Но Ярцев понял ее совершенно не так.
— Солнышко мое, Светушка, не плачь! Не нужно так убиваться. Вернем мы тебе твоих деток, вырвем из когтистых лап этого чудовища, а его самого отошлем так далеко, что оттуда ему точно кроме как в Ад исхода не будет. Я не дожал всех тогда, но я исправлю свою ошибку, обещаю!

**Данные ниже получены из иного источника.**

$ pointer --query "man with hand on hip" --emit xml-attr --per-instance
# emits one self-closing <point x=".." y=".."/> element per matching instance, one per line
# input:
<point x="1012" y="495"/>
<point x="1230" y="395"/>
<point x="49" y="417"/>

— Папочка, папа, ты не понял, нет!
— Что? Что я не понял? Свет...
— НЕ НАДО ИХ ТРОГАТЬ!
Дмитрию показалось, что он сходит с ума.
— Доча, что произошло?
— Я... ездила... сегодня... к ним, я беседовала с ней... а потом она из-за меня... чуть не умерла! Я умоляю, умоляю вас ВСЕХ, пожалуйста, хватит! "Живи и дай жить другим", помнишь? Я заклинаю тебя, папочка, заклинаю!
Светка ткнулась лбом в его плечо и тихо горестно завыла.
Хлопнула входная дверь, приехали Пашка с Митяем, и долго-долго все вместе они отпаивали Свету пустырником и валерьянкой. Но понять ее они так и не смогли.